L’éloignement est-il précisément plus difficile à vivre depuis que vous êtes papa ?
"Cela a été difficile, mais ces derniers temps, on le vit mieux. Les enfants comprennent que cela fait partie de mon job et ma femme a aussi sa vie quand je ne suis pas à la maison. Chacun reprend sa place quand je reviens (rires)…"
Pensez-vous que, dans le cyclisme moderne, un grand tour doit encore durer trois semaines ?
"Oui, car c’est cela qui accentue les différences, provoque certaines défaillances."
Quel est le meilleur moment d’une journée sur un grand tour ?
"Il est parfois très court, mais ce sont les quelques instants qui séparent le franchissement de la ligne de l’arrivée dans le bus. Au niveau mental, on souffle. On pense aux moments de décompression qui arrivent : la douche, le massage, le repas…"
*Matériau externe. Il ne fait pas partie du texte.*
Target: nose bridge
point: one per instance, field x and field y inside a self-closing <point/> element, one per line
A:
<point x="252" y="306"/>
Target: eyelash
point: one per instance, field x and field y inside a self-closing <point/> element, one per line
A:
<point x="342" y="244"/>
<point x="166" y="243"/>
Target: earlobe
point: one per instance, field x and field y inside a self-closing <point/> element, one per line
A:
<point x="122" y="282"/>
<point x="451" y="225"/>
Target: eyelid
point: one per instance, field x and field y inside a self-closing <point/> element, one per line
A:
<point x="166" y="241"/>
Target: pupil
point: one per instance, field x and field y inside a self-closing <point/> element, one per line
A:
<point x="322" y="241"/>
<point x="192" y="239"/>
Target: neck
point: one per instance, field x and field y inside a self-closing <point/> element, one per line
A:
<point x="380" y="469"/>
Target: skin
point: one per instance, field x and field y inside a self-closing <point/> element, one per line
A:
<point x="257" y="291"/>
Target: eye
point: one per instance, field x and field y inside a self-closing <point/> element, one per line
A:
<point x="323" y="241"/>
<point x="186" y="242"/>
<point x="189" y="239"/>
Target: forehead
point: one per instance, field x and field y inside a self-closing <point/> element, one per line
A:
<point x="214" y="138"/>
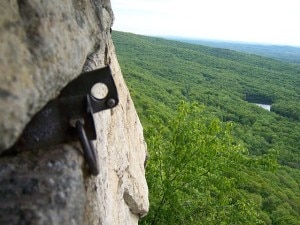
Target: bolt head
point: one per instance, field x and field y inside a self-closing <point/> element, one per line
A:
<point x="111" y="102"/>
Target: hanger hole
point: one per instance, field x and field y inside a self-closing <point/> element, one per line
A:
<point x="99" y="91"/>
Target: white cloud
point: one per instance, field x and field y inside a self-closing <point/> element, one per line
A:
<point x="267" y="21"/>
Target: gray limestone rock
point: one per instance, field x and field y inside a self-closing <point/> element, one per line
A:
<point x="43" y="46"/>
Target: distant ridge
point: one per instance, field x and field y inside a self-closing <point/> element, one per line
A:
<point x="280" y="52"/>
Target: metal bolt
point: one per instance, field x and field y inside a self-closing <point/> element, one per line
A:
<point x="111" y="102"/>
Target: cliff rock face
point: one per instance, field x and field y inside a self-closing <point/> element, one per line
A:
<point x="43" y="46"/>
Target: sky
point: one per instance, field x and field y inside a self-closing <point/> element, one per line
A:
<point x="252" y="21"/>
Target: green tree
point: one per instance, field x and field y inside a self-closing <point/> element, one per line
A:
<point x="193" y="170"/>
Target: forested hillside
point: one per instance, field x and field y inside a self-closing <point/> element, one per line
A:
<point x="285" y="53"/>
<point x="197" y="100"/>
Quelle est l’arrivée d’étape la plus majestueuse que vous ayez vécue ?
"Rien ne remplace les Champs-Élysées. Cela dépasse très largement tout le reste. J’adore Rome, Madrid ou Milan, mais cela n’a rien à voir. C’est tellement mythique ! Quand on y pénètre le dernier jour du Tour, on est toujours envahi d’une grosse émotion."
Combien d’arrivées au sommet doit comporter un grand tour ?
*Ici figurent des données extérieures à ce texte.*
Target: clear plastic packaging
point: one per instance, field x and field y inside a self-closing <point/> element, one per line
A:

"Je préfère parler d’équilibre global d’un parcours. Il faut que celui soit bien balancé et contiennent tous les ingrédients qui font la beauté du cyclisme. Des étapes propices aux bordures, d’autres pour puncheurs, certaines pour purs grimpeurs avec des cols mythiques…"
Combien de contrats avez-vous déjà signé sur un grand tour ? On sait que la Grande Boucle est un moment important du mercato…
"Un et demi (rires)… Mon passage de chez Cofidis vers HTC s’était fait là. Et puis mon transfert vers Lotto s’est également amorcé sur une épreuve de trois semaines, même si ce n’est pas à ce moment-là que j’a signé."
Le passage de neuf à huit coureurs a-t-il amélioré la sécurité dans le peloton ?
"Non, cela n’a absolument rien changé sur ce plan, comme sur celui du contrôle de la course. J’ai le sentiment que cette décision a été prise par des gens qui ne sont pas parfaitement informés de ce qu’est le cyclisme actuellement."
Qui sera le vainqueur de ce Tour de France ?
"Jusqu’à lundi matin, j’aurais dit Pinot tant son équipe me semblait bien en place et lui en grande forme. Mais avec le temps qu’il a abandonné dans le coup de bordure, cela va maintenant être compliqué… Je crois donc que la première place n’échappera pas à Ineos. Ils n’ont pas donné un coup de pédale de trop depuis le début de ce Tour. Et comme Bernal travaille, je miserais donc sur Thomas par déduction logique."
Où rêvez-vous de disputer votre dernier grand tour ?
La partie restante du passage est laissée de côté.